I sincerely believe we must become acquainted with the homeless person within us. We are all homeless, in a manner of speaking. Nothing that we “own” is truly ours or truly in our personal power to control. We are perilously close to a life of chaos, and we know this intuitively. The daily news repeats the looming dangers of disease, starvation, war, banditry, natural disasters, and economic collapse. I doubt that any of us, even the most alert and wealthiest survivalist, has an emergency preparedness plan that will guarantee their being in control of all contingencies, especially a series of cascading crises.

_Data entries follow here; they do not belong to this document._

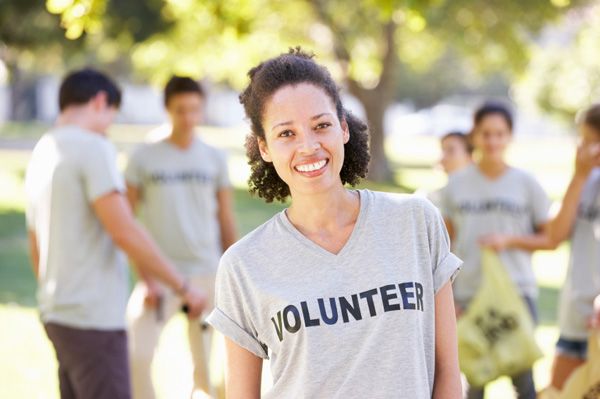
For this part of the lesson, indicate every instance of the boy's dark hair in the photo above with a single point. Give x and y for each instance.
(79, 87)
(591, 117)
(293, 68)
(464, 139)
(182, 84)
(493, 108)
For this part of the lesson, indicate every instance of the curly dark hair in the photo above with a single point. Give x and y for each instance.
(493, 108)
(591, 117)
(293, 68)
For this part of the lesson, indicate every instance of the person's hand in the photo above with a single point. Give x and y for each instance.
(458, 310)
(594, 321)
(194, 301)
(153, 294)
(587, 158)
(497, 242)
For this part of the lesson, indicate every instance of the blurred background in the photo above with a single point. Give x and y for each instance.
(414, 69)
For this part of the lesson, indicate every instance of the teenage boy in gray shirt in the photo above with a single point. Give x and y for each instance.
(181, 186)
(77, 217)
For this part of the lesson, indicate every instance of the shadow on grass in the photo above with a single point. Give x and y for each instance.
(548, 305)
(17, 284)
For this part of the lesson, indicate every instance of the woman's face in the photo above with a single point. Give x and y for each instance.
(454, 154)
(304, 138)
(589, 135)
(492, 136)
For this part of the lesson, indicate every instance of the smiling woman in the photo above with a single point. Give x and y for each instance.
(346, 291)
(264, 179)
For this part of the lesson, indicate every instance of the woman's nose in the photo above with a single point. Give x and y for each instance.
(310, 143)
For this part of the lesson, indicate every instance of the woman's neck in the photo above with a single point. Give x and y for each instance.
(324, 212)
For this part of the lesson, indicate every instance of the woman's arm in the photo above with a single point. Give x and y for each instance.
(243, 372)
(447, 374)
(587, 158)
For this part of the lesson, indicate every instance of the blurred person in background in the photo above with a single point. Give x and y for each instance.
(487, 198)
(578, 220)
(77, 218)
(181, 187)
(457, 152)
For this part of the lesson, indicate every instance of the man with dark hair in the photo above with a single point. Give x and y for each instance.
(77, 216)
(181, 185)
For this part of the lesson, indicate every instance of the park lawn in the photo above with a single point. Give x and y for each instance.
(28, 367)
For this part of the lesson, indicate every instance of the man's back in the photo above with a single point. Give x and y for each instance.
(82, 275)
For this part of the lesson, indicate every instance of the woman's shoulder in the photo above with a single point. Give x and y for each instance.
(393, 203)
(256, 242)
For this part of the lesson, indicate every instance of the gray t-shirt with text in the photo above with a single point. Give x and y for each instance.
(513, 204)
(179, 201)
(83, 276)
(358, 324)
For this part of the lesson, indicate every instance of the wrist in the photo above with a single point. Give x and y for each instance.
(183, 288)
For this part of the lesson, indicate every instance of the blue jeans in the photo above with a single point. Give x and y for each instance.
(523, 383)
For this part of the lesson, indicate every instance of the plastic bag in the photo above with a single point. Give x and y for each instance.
(584, 383)
(496, 333)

When we realize how fragile we are, we are more likely to support each other. We are all in this together. How well we take care of each other is the measure of how well we take care of ourselves. The separation we may feel between us and the person with the cardboard sign is an illusion that we create to protect ourselves from feeling our own fear. Fear will not kill us, and denial of fear will. The heroes of our culture are the ones who face their fears and take action that benefits others, not themselves. Be a hero, or find one to follow. Most of all, acknowledge the homeless people for being the heroes that they are — for not giving up, for having the courage to ask for help (when have you asked for help — really big help — lately?), and for giving us the opportunity to see ourselves for who WE really are.